Convert GFA format to FASTA with GFA to FASTA
We have obtained the fully phased contig graphs of the primary and alternate haplotypes, but the output format of hifiasm is not adequate for the subsequent steps, so we will convert them into fasta format.
hands_on Hands-on: convert GFA to FASTA
GFA to FASTATool: toolshed.g2.bx.psu.edu/repos/iuc/gfa_to_fa/gfa_to_fa/0.1.2 with the following parameters:
param-files“Input GFA file”: select Primary contig graph and the Alternate contig graph datasets (output of Hifiasmtool)
Rename the outputs as Primary contig FASTA and Alternate contig FASTA.
Post-assembly processing
An ideal haploid representation would consist of one allelic copy of all heterozygous regions in the two haplomes (haplotype contigs), as well as all hemizygous regions from both haplomes. However, the allelic relationship between haplotypes still present a problem for de novo genome assembly, specially in high heterozygous genomes; sequence divergence between pair of allelic sequences can lead to assemble there regions as separate contigs, rather than the expected single haplotype-fused contig.
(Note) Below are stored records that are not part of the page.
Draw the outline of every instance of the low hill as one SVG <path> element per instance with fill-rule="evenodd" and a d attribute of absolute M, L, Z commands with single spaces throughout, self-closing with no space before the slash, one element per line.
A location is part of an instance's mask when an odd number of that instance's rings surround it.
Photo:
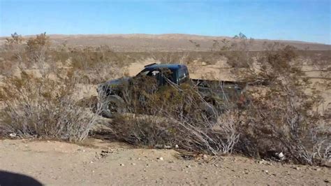
<path fill-rule="evenodd" d="M 222 40 L 236 40 L 230 37 L 206 36 L 189 34 L 102 34 L 102 35 L 49 35 L 55 46 L 71 47 L 108 45 L 115 51 L 211 51 L 222 46 Z M 32 36 L 25 36 L 25 38 Z M 0 37 L 3 44 L 6 37 Z M 300 50 L 330 50 L 330 45 L 293 41 L 254 39 L 251 50 L 261 50 L 265 44 L 279 42 L 291 45 Z"/>

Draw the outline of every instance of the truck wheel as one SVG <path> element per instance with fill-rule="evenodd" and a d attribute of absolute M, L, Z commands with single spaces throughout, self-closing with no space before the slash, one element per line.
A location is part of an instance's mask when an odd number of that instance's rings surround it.
<path fill-rule="evenodd" d="M 126 112 L 125 102 L 117 95 L 110 95 L 98 104 L 101 104 L 98 106 L 101 109 L 101 115 L 108 118 L 114 117 L 117 114 Z"/>

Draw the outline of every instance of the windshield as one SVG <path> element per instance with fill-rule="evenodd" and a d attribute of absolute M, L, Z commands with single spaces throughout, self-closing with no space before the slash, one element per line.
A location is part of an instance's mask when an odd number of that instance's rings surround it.
<path fill-rule="evenodd" d="M 163 76 L 161 76 L 161 74 Z M 140 72 L 137 76 L 150 76 L 150 77 L 155 77 L 161 84 L 164 85 L 165 80 L 163 77 L 166 77 L 172 82 L 174 82 L 174 80 L 176 80 L 176 73 L 174 71 L 166 69 L 144 69 L 141 72 Z M 175 82 L 174 82 L 175 83 Z"/>

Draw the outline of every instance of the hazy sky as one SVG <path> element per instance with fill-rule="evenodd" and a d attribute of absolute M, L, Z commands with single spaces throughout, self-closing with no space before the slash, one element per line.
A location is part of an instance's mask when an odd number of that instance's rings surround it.
<path fill-rule="evenodd" d="M 168 34 L 331 44 L 331 0 L 0 0 L 0 36 Z"/>

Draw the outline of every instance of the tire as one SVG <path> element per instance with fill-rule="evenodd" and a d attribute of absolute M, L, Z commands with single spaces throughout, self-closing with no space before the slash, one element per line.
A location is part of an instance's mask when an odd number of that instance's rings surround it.
<path fill-rule="evenodd" d="M 116 115 L 124 113 L 126 110 L 124 101 L 117 95 L 108 96 L 98 104 L 100 105 L 98 108 L 101 109 L 101 115 L 108 118 L 112 118 Z"/>

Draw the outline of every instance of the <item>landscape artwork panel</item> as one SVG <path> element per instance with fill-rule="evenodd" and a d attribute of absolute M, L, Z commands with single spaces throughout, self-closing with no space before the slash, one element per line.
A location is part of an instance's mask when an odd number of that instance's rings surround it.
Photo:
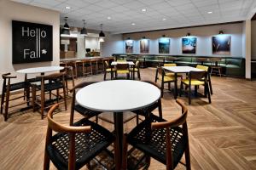
<path fill-rule="evenodd" d="M 149 40 L 143 39 L 140 41 L 140 52 L 141 54 L 149 53 Z"/>
<path fill-rule="evenodd" d="M 196 52 L 196 37 L 182 38 L 183 54 L 195 54 Z"/>
<path fill-rule="evenodd" d="M 133 40 L 126 40 L 125 41 L 125 53 L 132 53 L 133 52 Z"/>
<path fill-rule="evenodd" d="M 159 54 L 170 53 L 170 38 L 160 38 L 158 42 Z"/>
<path fill-rule="evenodd" d="M 212 37 L 212 54 L 230 54 L 231 36 Z"/>

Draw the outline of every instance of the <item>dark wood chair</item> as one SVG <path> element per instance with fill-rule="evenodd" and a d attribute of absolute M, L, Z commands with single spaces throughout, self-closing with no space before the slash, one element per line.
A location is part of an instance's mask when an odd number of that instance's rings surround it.
<path fill-rule="evenodd" d="M 38 85 L 33 83 L 32 87 L 32 105 L 33 111 L 36 110 L 36 105 L 40 108 L 41 118 L 44 118 L 44 110 L 49 108 L 55 101 L 60 103 L 60 99 L 63 99 L 65 110 L 67 110 L 67 99 L 66 99 L 66 72 L 54 73 L 47 76 L 41 76 L 41 83 Z M 63 96 L 60 94 L 60 89 L 62 89 Z M 52 91 L 55 90 L 56 94 Z M 38 98 L 37 91 L 40 91 L 40 96 Z M 49 94 L 49 99 L 46 99 L 46 94 Z M 52 99 L 52 95 L 56 98 Z"/>
<path fill-rule="evenodd" d="M 191 169 L 186 122 L 188 109 L 179 99 L 176 101 L 182 107 L 180 116 L 166 121 L 151 114 L 131 133 L 125 135 L 123 169 L 127 167 L 128 144 L 143 151 L 147 156 L 166 164 L 167 170 L 174 169 L 185 154 L 186 167 Z M 149 166 L 150 159 L 148 163 Z"/>
<path fill-rule="evenodd" d="M 126 75 L 126 78 L 129 79 L 130 78 L 129 65 L 118 63 L 116 65 L 116 72 L 117 72 L 117 76 L 120 74 L 124 74 Z"/>
<path fill-rule="evenodd" d="M 191 88 L 192 86 L 195 86 L 195 94 L 197 94 L 197 89 L 198 87 L 202 85 L 204 86 L 204 95 L 205 97 L 208 96 L 208 100 L 209 103 L 211 103 L 211 94 L 209 90 L 209 86 L 208 86 L 208 73 L 207 71 L 190 71 L 188 74 L 188 78 L 183 79 L 181 81 L 180 84 L 180 95 L 181 95 L 181 91 L 183 89 L 183 85 L 185 88 L 189 88 L 189 104 L 191 104 Z"/>
<path fill-rule="evenodd" d="M 133 67 L 132 68 L 129 68 L 129 71 L 131 73 L 131 77 L 133 79 L 135 79 L 135 77 L 133 77 L 133 76 L 134 76 L 135 72 L 137 72 L 138 79 L 141 80 L 140 61 L 138 61 L 138 60 L 136 61 L 134 68 Z"/>
<path fill-rule="evenodd" d="M 84 118 L 90 119 L 91 117 L 96 117 L 96 122 L 98 123 L 98 115 L 101 114 L 101 111 L 95 111 L 83 107 L 82 105 L 76 103 L 76 91 L 79 89 L 84 88 L 90 84 L 93 84 L 96 82 L 84 82 L 79 84 L 77 84 L 71 92 L 73 93 L 73 99 L 71 104 L 71 116 L 70 116 L 70 125 L 73 125 L 73 116 L 74 111 L 79 112 L 79 114 L 83 115 Z"/>
<path fill-rule="evenodd" d="M 20 82 L 11 83 L 11 79 L 17 78 L 16 76 L 12 76 L 10 73 L 5 73 L 2 75 L 3 88 L 2 88 L 2 96 L 1 96 L 1 114 L 3 114 L 4 121 L 8 120 L 9 109 L 12 107 L 16 107 L 23 104 L 29 104 L 30 95 L 29 88 L 30 84 L 28 82 Z M 26 90 L 28 88 L 28 91 Z M 15 96 L 15 98 L 10 99 L 11 92 L 15 91 L 22 91 L 22 94 Z M 13 100 L 17 100 L 23 98 L 23 101 L 20 102 L 15 101 L 15 105 L 9 105 L 9 102 Z M 25 100 L 25 101 L 24 101 Z M 4 112 L 3 112 L 4 110 Z M 13 111 L 16 111 L 13 110 Z"/>
<path fill-rule="evenodd" d="M 114 141 L 112 133 L 86 118 L 73 126 L 58 123 L 53 119 L 57 107 L 55 105 L 47 115 L 44 170 L 49 169 L 50 161 L 57 169 L 80 169 Z M 53 131 L 57 133 L 53 135 Z"/>

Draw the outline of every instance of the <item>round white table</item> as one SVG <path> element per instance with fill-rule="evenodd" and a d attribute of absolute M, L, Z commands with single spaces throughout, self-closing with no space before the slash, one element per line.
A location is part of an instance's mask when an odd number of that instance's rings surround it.
<path fill-rule="evenodd" d="M 16 72 L 24 73 L 24 74 L 35 74 L 35 73 L 44 74 L 44 72 L 53 72 L 53 71 L 61 71 L 63 69 L 64 69 L 63 66 L 42 66 L 42 67 L 21 69 L 21 70 L 16 71 Z"/>
<path fill-rule="evenodd" d="M 113 112 L 118 165 L 120 169 L 123 153 L 123 112 L 147 107 L 160 98 L 160 89 L 148 82 L 133 80 L 113 80 L 90 84 L 76 94 L 77 102 L 90 110 Z"/>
It can result in assemblies signicantly larger than the haploid genome size, which can lead to interferences in downstream stages, such as scaffolding and gene annotation (Guan et al. 2019, Roach et al. 2018).
Usually, allelic relationships are inferred at the post-assembly stage. Despite the haplotig processing requites multiple steps, the approach used in this tutorial can be summaryzed in two steps: firstly we will identify the syntenic contigs by using the mapped read coverage and minimap2 (Li 2018) alignments. Then, we will resolve the haplotigs and overlaps in the primary assembly by using purge_dups.
Remove haplotypic duplication with purge_dups
This step includes 11 steps, summarized in the following scheme:
Figure 6: Purge_dups pipeline
hands_on Hands-on: purge_dups pipeline
Collapse CollectionTool: toolshed.g2.bx.psu.edu/repos/nml/collapse_collections/collapse_dataset/4.2 with the following parameters:
param-collection“Collection of files to collapse into single dataset”:HiFi_collection (trim)
Rename de output as HiFi reads collapsed
Map with minimap2Tool: toolshed.g2.bx.psu.edu/repos/iuc/minimap2/minimap2/2.17+galaxy4 with the following parameters:
“Will you select a reference genome from your history or use a built-in index?”: Use a genome from history and build index
param-file“Use the following dataset as the reference sequence”: Primary contig FASTA
“Single or Paired-end reads”: Single
param-collection“Select fastq dataset”: HiFi_collection (trim) (output of Cutadapttool)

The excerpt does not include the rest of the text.